Conforme divulgado no Diário Oficial do MPMS (Ministério Público de Mato Grosso do Sul), a conversão foi feita para finalizar as investigações. Até o momento, não há decisão se houve ou não irregularidade na licitação.

Documentos falsos

Em junho, a de Dourados emitiu nota informando que a Procuradoria Jurídica concluiu o processo administrativo que apurava a contratação da empresa Projetando Engenharia & Arquitetura Eirelli, para reforma e ampliação da Casa. Foi identificado uso de documentos falsos.

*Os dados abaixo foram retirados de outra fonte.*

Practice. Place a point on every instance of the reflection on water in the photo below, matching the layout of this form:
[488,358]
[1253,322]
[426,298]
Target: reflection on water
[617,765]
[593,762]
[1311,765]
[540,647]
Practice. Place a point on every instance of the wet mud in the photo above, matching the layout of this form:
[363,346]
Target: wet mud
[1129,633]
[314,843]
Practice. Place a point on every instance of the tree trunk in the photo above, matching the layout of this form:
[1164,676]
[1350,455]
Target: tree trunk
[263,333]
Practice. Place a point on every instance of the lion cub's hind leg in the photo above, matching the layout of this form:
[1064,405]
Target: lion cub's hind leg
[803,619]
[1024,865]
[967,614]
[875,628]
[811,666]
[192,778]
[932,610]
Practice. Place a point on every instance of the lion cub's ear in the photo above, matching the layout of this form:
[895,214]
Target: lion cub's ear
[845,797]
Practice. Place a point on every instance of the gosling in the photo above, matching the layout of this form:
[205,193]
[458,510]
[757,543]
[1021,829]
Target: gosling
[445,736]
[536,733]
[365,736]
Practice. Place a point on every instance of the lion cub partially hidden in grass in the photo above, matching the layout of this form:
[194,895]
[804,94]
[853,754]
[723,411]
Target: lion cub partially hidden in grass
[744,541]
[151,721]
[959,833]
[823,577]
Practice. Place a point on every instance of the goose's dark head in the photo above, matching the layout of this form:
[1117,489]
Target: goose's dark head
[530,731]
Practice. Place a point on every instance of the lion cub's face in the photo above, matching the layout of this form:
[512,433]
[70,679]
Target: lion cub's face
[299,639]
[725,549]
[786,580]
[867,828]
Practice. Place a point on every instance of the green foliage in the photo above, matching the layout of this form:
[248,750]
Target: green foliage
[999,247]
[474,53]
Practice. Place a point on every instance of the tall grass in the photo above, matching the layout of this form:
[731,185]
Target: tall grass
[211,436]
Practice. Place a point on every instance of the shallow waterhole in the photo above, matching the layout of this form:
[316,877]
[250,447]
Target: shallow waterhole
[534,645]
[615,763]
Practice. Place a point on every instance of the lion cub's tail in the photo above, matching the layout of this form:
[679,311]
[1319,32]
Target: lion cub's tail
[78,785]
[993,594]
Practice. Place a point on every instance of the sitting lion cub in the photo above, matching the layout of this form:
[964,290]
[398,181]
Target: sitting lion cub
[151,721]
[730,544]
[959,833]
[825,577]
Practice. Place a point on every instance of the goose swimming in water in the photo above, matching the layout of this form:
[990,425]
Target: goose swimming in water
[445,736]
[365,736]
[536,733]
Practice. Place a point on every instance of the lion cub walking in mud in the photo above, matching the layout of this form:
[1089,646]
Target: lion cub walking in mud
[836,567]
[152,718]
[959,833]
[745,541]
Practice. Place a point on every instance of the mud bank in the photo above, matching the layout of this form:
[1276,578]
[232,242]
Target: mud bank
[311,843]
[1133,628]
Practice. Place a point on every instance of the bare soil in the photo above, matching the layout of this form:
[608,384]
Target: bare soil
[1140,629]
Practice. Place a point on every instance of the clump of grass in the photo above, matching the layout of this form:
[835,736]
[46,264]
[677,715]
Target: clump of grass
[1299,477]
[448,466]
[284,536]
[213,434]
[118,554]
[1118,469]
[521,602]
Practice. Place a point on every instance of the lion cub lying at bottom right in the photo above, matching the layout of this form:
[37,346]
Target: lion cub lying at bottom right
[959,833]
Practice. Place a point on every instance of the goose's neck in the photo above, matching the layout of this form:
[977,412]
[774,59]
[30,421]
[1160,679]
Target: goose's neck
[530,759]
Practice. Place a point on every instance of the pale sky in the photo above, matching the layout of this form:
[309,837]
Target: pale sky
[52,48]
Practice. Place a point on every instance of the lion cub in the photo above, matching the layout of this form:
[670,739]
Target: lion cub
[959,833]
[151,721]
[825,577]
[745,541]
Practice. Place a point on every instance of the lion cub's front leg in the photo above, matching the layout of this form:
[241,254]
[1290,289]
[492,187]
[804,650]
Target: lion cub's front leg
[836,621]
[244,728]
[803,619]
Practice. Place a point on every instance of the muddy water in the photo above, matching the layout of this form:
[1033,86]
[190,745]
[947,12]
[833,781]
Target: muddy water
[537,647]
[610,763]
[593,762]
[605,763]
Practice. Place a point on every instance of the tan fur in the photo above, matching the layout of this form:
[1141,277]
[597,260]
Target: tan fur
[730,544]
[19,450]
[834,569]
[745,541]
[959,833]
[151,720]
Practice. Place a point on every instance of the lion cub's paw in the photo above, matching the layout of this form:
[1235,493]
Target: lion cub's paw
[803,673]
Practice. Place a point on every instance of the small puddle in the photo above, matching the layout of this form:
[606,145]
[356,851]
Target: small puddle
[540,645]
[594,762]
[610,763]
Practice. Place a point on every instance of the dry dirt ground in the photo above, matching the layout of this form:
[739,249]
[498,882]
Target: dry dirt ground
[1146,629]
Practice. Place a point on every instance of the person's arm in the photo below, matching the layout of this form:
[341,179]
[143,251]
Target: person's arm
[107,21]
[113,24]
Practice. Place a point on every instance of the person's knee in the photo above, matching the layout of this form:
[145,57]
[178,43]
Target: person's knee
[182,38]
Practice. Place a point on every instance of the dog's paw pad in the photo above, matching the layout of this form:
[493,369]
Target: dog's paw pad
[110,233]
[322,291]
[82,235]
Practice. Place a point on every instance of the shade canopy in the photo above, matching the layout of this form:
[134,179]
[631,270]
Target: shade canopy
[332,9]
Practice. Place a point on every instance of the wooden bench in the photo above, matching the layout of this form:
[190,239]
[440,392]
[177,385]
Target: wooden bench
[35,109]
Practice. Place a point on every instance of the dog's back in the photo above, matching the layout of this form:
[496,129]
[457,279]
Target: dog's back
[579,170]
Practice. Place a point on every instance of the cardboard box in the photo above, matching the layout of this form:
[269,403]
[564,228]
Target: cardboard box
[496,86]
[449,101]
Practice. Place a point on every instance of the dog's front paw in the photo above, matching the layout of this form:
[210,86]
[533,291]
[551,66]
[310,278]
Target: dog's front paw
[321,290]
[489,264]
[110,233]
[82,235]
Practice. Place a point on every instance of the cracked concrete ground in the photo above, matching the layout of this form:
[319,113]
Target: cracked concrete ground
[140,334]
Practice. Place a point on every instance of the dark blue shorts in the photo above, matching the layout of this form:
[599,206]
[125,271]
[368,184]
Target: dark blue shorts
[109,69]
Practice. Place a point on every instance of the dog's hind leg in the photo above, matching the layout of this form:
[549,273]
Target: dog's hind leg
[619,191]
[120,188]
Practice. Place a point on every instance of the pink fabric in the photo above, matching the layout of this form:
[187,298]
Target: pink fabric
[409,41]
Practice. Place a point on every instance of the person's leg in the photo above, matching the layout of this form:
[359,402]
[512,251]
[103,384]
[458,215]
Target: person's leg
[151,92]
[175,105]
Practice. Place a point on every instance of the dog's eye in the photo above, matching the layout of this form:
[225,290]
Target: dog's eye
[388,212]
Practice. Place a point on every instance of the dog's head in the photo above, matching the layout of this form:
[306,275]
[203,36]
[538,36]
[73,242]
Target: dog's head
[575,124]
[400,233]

Conforme a nota divulgada, parecer jurídico apontou que a investigação comprova que “a empresa contratada e seu responsável técnico se utilizaram de documentos particulares falsos, a fim de obter documentos públicos inidôneos para participar de processo licitatório, cometendo fraude em processo de licitação, o que fere o princípio da isonomia e impede a Administração de realizar a contratação mais vantajosa”.

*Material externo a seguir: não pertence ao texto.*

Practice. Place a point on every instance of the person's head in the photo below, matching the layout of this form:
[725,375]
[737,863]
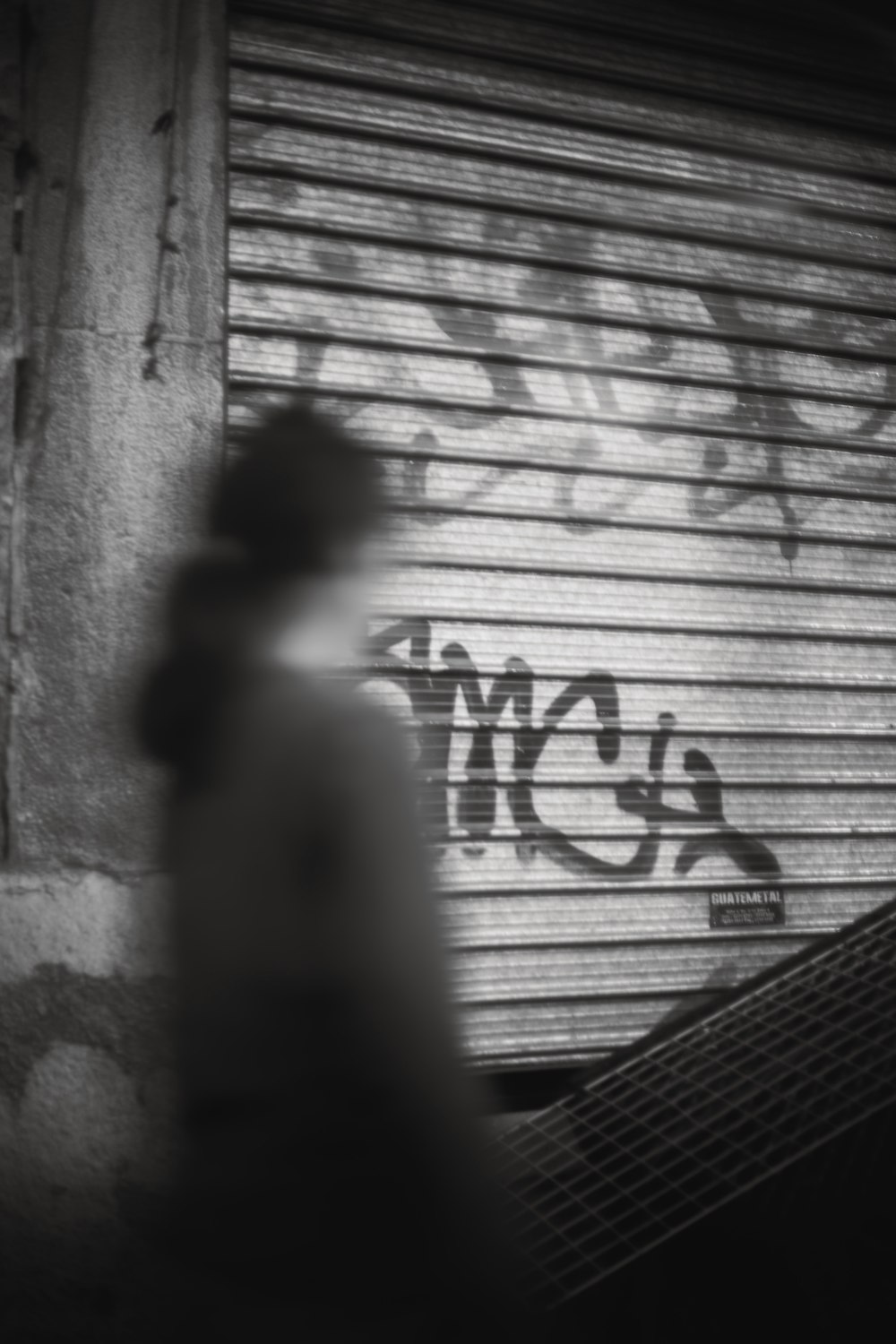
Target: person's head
[300,505]
[284,577]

Assim, foi identificado que os documentos juntados para fins de Certidão de Acervo Técnico, junto ao Conselho de Arquitetura e Urbanismo de Rondônia – sendo eles o “Termo de Recebimento Definitivo de Obras” e o “Atestado de Atividade Técnica” – não condiziam com a verdade.

A empresa que supostamente teria emitido tais documentos nega tal fato. Ainda conforme o procurador Leandro Belon, “Tal fraude foi suficiente para ludibriar a equipe de licitação da Câmara Municipal de Dourados, tendo em vista que o documento emitido por autarquia federal (CAU/RO) possui presunção de legitimidade e fé pública, o que somente foi possível questionar após amplo técnico e investigativo da Procuradoria Jurídica”.

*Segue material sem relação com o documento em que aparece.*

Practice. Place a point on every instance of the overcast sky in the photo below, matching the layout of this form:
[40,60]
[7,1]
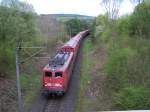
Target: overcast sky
[83,7]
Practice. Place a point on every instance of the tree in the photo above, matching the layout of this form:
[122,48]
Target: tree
[15,25]
[76,25]
[140,21]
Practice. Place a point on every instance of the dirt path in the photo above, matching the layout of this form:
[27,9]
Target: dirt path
[68,102]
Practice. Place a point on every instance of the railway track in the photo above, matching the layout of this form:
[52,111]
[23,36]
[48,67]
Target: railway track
[67,103]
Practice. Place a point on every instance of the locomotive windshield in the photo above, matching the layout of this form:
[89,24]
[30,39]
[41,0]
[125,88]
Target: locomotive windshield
[48,74]
[58,74]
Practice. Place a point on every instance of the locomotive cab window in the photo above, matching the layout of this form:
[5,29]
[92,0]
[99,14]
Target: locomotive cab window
[48,74]
[58,74]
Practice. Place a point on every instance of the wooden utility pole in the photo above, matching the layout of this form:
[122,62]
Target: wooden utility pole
[20,102]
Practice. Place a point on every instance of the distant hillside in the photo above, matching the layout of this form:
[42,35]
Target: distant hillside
[65,17]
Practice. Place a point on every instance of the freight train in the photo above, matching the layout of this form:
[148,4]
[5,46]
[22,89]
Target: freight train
[57,73]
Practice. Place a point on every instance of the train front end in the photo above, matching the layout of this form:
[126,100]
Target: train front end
[53,82]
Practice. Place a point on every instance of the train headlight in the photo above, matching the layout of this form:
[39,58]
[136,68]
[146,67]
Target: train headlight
[48,84]
[58,85]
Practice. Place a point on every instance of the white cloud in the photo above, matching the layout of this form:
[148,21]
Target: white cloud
[85,7]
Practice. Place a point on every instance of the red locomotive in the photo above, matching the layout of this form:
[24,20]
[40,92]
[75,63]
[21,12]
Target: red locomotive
[58,71]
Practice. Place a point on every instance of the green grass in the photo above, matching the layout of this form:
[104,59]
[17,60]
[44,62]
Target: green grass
[83,101]
[31,85]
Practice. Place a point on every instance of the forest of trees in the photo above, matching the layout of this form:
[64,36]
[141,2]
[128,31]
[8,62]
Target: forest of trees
[17,24]
[127,40]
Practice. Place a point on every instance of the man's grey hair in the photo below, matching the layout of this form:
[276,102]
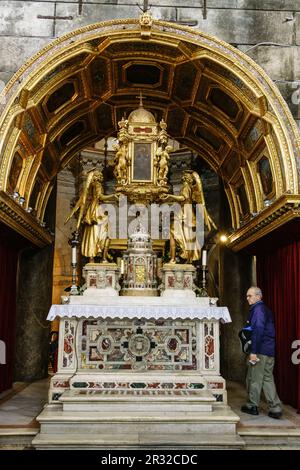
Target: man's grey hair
[257,290]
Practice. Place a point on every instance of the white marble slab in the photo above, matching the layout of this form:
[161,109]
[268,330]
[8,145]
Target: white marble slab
[142,307]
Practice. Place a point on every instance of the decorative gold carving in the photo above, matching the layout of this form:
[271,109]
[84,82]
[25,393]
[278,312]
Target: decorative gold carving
[13,215]
[142,157]
[284,209]
[146,22]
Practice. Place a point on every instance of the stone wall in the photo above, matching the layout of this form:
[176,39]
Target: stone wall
[267,31]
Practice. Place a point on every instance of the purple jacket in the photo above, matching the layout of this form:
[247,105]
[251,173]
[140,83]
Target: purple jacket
[263,331]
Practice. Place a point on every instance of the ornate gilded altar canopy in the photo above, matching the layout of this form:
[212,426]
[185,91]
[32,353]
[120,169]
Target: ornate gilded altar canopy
[214,99]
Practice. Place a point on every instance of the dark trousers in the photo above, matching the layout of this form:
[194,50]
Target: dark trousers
[260,377]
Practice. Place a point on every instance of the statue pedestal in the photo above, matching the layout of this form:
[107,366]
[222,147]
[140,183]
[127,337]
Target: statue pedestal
[178,281]
[136,372]
[102,279]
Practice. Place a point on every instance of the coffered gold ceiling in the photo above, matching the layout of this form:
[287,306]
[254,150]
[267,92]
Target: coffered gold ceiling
[215,100]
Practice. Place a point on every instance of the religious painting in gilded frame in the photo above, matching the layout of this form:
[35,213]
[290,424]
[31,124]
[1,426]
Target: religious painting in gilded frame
[142,162]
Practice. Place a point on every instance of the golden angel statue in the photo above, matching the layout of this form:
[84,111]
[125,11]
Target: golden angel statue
[95,240]
[183,226]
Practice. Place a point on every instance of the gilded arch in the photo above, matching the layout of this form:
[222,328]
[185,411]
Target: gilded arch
[215,99]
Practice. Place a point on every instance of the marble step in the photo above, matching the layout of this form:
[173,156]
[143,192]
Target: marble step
[54,420]
[138,400]
[139,441]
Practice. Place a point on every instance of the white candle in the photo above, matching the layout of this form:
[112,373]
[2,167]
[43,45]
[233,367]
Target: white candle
[74,255]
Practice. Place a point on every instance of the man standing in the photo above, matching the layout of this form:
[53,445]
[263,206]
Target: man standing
[261,359]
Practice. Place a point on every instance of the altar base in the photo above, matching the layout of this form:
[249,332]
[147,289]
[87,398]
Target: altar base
[138,376]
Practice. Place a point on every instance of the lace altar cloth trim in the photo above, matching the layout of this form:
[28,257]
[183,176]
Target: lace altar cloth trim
[141,311]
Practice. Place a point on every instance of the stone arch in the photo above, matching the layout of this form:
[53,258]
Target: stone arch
[215,99]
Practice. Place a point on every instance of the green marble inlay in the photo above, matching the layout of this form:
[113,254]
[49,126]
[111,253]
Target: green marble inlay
[167,385]
[138,385]
[80,385]
[196,385]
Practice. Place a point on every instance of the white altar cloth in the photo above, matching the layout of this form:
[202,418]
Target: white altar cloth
[141,307]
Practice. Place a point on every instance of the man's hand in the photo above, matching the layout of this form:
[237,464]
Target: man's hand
[253,357]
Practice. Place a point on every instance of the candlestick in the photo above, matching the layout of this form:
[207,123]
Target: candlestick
[74,254]
[74,242]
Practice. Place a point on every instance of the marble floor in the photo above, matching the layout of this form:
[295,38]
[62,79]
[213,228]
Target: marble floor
[20,406]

A Procuradoria, então, orientou “pela necessidade de declaração de nulidade do certame licitatório n. 063/2022, desde a fase de habilitação dos licitantes e declaração de nulidade do contrato administrativo decorrente dessa licitação (…), não havendo indenização a ser paga pela Administração à empresa contratada, devendo posteriormente ser buscado o total ressarcimento dos valores executados no contrato, haja vista que a má fé da contratada deu causa à nulidade”.

Com isso, o presidente Laudir Munaretto (MDB) disse que a partir da anulação do certame, a Câmara Municipal faria os ajustes no arquitetônico e, depois, abriria novo processo licitatório para contratar empresa especializada para a execução das obras de reforma e ampliação do prédio do legislativo municipal.